The largest number of ballistic missiles in the region
Iran has not bowed to Trump’s demands. Below are some facts about the Iranian missile program, supplemented with cruise missiles and drones:
– Iran has the largest number of ballistic missiles in the region, according to the US Bureau of National Intelligence;
– the American non-governmental organization Arms Control Association, based in Washington, believes that the Iranian missile program relies heavily on technologies from North Korea and Russia, as well as backing from China;
Arms Control Association adds that the Iranian missile program, with around 1,000 short- and medium-range missiles, is one of the largest initiatives of this type in the Middle East; According to the organization, Tehran is currently working on improving the precision of medium-range missiles;
– among the short-range and medium-range missiles owned by Iran are, among others Shahab-1 with a range of up to 300 km, Zolfaghar (700 km), Shahab-3 (800-1000 km), as well as two missiles still under development: Emad-1 (2,000 km) and Sejiil (1,500-2,500 km) );
– Iran also has the Soviet-made Ch-55 Raduga maneuvering missiles (range up to 3,000 km) and the advanced Khalid Farzh anti-ship missiles (range up to 300 km), capable of carrying explosives weighing 1,000 kg.
Attacks in the region and Iran’s allies
Saudi Arabia and the United States say Iran is behind the 2019 attack on Aramco’s refineries with rockets and drones. Tehran denies these accusations.
The demonstration of Iranian power took place in March this year, when it launched a missile attack on the Iraqi city of Irbil, the capital of the Kurdish Autonomous District.

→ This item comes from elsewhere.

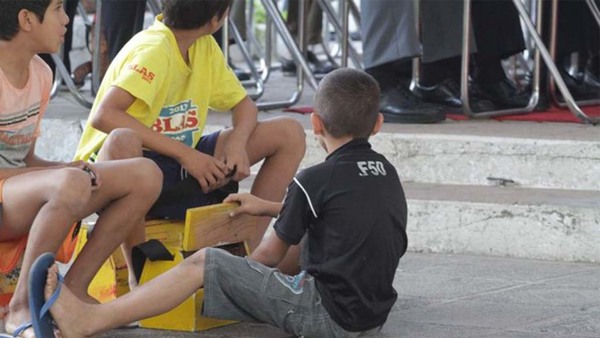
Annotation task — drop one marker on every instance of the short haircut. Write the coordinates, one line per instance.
(347, 101)
(192, 14)
(9, 15)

The Iranian Revolutionary Guard claimed responsibility for the attack. According to the Iranian side, the shells were targeted at Israeli “strategic centers”, thus suggesting that the attack was revenge for the Israeli air strikes in Syria that killed Iranian troops.
Yemeni allied with Iran Huti movement also improves its ballistic abilities. In January 2022, Houthi rebels launched rockets towards the capital of the United Arab Emirates, Abu Dhabi, and also launched a drone attack on Dubai.

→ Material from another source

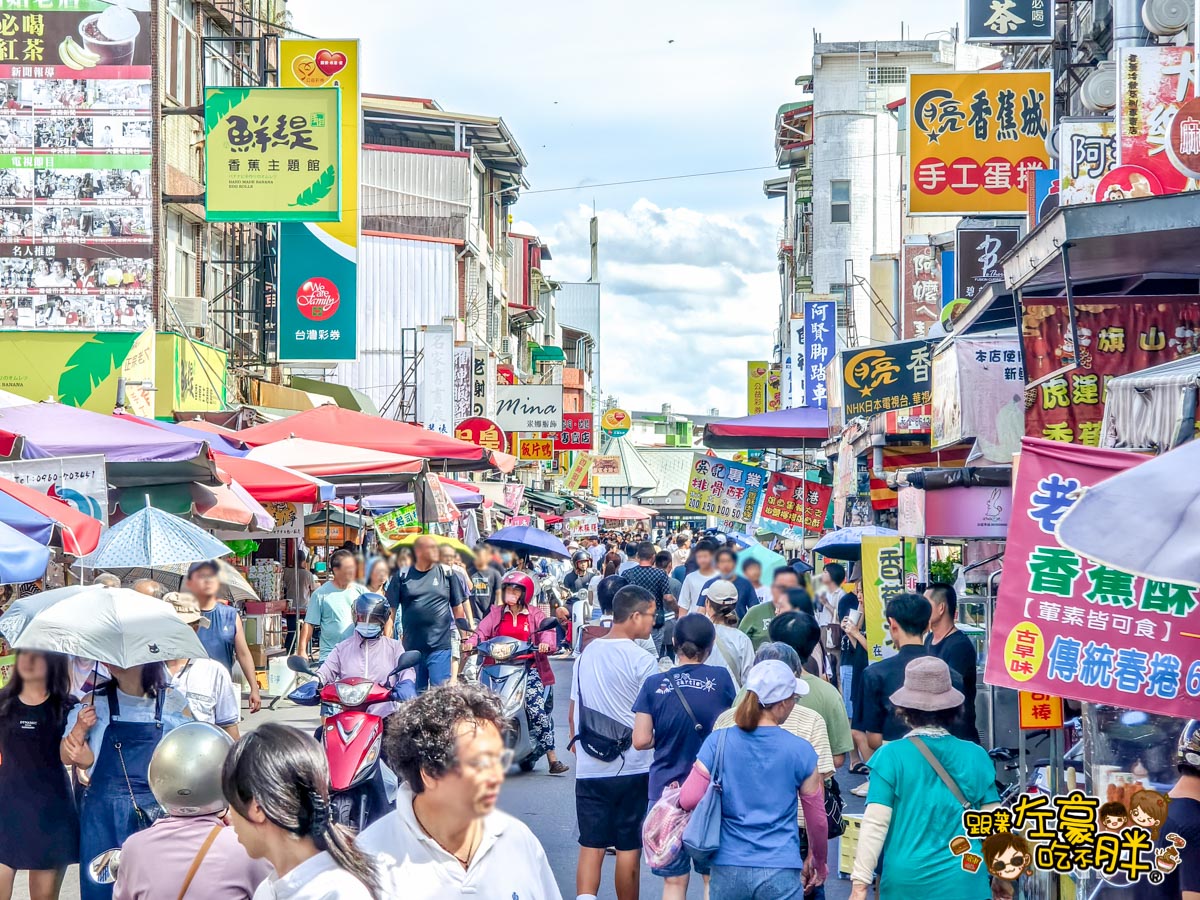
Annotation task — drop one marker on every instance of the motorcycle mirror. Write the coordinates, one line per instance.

One of the attacks on the US military base in the United Arab Emirates was repulsed by the Patriot missile systems, but the troops stationed there were forced to hide in bunkers. United States They accuse Iran of rearming the Houthi movement, but Tehran authorities deny the allegations.
The leader of the Iranian-backed Lebanese radical Hezbollah party, Hasan Nasr Allah, announced that his organization is capable of converting thousands of Lebanese missiles into precision missiles, as well as producing its own drones.

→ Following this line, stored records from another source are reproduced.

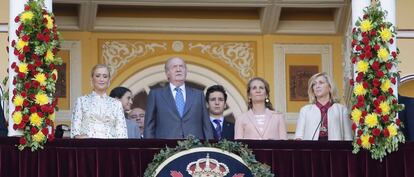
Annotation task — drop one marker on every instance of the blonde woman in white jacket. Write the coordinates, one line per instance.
(324, 118)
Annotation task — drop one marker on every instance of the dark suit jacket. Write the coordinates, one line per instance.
(227, 131)
(3, 127)
(163, 121)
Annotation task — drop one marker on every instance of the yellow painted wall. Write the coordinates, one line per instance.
(303, 60)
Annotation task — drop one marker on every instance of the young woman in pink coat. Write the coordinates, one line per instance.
(260, 122)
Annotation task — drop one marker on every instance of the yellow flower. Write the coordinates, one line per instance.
(356, 115)
(17, 117)
(385, 85)
(55, 73)
(385, 34)
(365, 141)
(39, 136)
(49, 21)
(41, 98)
(366, 25)
(362, 66)
(41, 78)
(22, 67)
(392, 129)
(18, 100)
(35, 120)
(52, 116)
(26, 16)
(371, 120)
(21, 44)
(385, 108)
(359, 90)
(49, 55)
(383, 54)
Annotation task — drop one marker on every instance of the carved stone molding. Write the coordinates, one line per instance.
(238, 55)
(118, 53)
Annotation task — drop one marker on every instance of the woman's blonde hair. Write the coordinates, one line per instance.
(100, 66)
(333, 92)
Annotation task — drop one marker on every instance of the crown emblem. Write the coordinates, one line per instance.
(207, 167)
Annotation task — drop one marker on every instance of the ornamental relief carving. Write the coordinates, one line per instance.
(237, 55)
(119, 53)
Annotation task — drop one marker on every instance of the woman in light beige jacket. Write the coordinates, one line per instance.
(260, 122)
(324, 118)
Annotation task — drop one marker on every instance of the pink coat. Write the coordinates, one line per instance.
(275, 126)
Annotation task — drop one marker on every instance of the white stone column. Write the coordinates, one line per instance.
(357, 12)
(15, 8)
(389, 6)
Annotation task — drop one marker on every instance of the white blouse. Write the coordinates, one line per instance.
(98, 117)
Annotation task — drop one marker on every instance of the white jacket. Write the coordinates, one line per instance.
(339, 123)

Hasan Nasr Allah said in February that Hezbollah was able to turn standard missiles into precision missiles in collaboration with “experts from the Islamic Republic of Iran.”
As reported by the intelligence services of Israel and Western countries, over the past 11 years, Iran has provided the Bashar al-Assad regime with self-produced precision weapons, which the Syrian president has used to fight the rebels.
In addition, according to the same sources, the Iranians have transferred part of their arms production to underground factories in Syria, where Assad’s troops and other forces in alliance with Tehran produce their own missiles.
Israeli troops have made a series of raids on alleged shipments of weapons, as well as the aforesaid factories and weapons depots.